YOUR SOLIN GENERATED RECIPE
Baked Cod with Roasted Sweet Potatoes and Green Beans
Savor tender baked cod paired with perfectly roasted sweet potatoes and crisp green beans, finished with a light, tangy nonfat Greek yogurt drizzle. This dish is an elegant blend of gentle flavors and textures that nourish your body while delighting your palate.
INGREDIENTS
7 ounces Cod Fillet
1 medium Sweet Potato
1 cup Green Beans
1/3 cup Nonfat Greek Yogurt
1.5 teaspoons Olive Oil
PREPARATION
Preheat your oven to 400°F.
Place the cod fillet on a baking sheet lined with parchment paper. Drizzle a small amount of olive oil over the fish and season with salt, pepper, and your favorite herbs.
Peel (if desired) and cube the sweet potato. Toss the cubes with olive oil, salt, and pepper. Spread them evenly on a baking sheet.
Trim the ends from the green beans and toss with a bit of olive oil, salt, and pepper. Arrange them on the baking sheet alongside or in a separate pan if preferred.

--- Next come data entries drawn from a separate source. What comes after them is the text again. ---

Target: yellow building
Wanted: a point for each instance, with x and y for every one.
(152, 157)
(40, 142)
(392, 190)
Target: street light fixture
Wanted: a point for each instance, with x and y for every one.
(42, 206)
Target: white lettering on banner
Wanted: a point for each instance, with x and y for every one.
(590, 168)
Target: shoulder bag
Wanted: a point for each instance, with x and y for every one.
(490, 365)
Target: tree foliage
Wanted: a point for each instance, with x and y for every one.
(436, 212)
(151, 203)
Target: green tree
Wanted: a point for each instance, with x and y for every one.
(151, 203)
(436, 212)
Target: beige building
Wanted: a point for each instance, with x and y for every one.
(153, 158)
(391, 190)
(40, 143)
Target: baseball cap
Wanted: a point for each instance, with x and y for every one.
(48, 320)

Place both the cod and the vegetables in the preheated oven. Roast the sweet potatoes and green beans for about 20-25 minutes, or until tender and slightly crispy at the edges.
About 10-12 minutes before the vegetables are done, add the cod fillet to the oven. Bake until the fish flakes easily with a fork.
Combine the nonfat Greek yogurt with a pinch of salt, pepper, and lemon zest to create a light, tangy sauce.
Plate the baked cod with a serving of roasted sweet potatoes and green beans. Drizzle the Greek yogurt sauce over the cod or serve it on the side.